Cablegrams 7, 8 CANBERRA, 20 April 1947


You will have received the United Kingdom Government's suggestion of an early British Commonwealth Conference to discuss Japanese peace settlement.

2. Before receipt of this message, we had already suggested such a Conference to the United Kingdom Government following upon recent statement that, in our view, an early peace Conference was essential if we were to avoid the present unsatisfactory procedure by which matters are dealt with one by one-for example, disposition of Japanese fleet, disposition of Japanese Islands, reparations-and without the opportunity of effective participation being given to us and other major belligerents in the war against Japan.

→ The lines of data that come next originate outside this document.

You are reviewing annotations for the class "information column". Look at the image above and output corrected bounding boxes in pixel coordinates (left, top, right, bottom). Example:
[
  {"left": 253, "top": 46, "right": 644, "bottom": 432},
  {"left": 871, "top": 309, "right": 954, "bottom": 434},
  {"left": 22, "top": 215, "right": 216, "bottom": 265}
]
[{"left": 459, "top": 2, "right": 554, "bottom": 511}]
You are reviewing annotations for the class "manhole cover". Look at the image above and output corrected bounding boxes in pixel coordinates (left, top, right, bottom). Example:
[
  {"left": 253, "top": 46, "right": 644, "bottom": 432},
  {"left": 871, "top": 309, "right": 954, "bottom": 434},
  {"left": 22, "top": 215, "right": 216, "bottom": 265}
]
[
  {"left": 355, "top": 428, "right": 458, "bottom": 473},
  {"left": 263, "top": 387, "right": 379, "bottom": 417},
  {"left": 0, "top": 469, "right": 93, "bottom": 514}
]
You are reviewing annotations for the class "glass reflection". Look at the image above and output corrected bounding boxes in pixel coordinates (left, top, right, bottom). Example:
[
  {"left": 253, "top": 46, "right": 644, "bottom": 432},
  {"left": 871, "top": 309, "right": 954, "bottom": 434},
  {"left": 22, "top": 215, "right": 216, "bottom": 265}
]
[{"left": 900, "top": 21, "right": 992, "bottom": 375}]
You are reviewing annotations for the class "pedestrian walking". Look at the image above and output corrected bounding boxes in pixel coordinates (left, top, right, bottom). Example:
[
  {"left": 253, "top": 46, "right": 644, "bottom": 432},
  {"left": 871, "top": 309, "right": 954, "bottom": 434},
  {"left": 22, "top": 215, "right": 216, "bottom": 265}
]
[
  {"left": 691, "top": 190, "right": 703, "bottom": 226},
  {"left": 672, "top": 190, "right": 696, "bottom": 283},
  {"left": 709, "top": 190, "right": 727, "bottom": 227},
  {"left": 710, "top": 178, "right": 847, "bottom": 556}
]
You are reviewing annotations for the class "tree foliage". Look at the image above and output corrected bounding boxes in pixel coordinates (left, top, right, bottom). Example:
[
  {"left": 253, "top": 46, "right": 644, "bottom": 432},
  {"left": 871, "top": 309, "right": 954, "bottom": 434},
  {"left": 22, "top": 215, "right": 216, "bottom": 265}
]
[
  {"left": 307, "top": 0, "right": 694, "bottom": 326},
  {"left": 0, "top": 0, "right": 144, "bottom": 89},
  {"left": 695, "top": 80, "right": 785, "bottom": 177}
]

3. After consultations with the New Zealand Government, we decided to suggest a Conference at Canberra. There have been many British Commonwealth Conferences at London and, in our view, Australia is the fitting site, being the primary base of operations in the war against Japan and having regard to the war effort of this country against Japan.

4. I hope we can look to your co-operation in urging that the Conference be held at Canberra because I am aware of your disappointment over procedures which have been adopted in relation to two European peace treaties. While Canada and South Africa have not been as directly concerned in the Japanese Control Council as Australia, both countries are very much concerned with the principles of decisions which might be taken in relation to a peace settlement with Japan and I would regard it as important and helpful that you should attend a preliminary conference such as we have suggested. [1]

1 Smuts had earlier cabled in reply to Australia's cable to Addison of 17 April that while sympathising with Australia's view, South Africa had no special interest in the Japanese settlement and would be unable to send a delegation to Australia. A note to Evatt through the Canadian High Commission, dated 21 April, suggested that it would be more convenient to continue informal discussions in Washington, where the possibility of transforming the FEC into a preparatory commission for the peace settlement might be considered.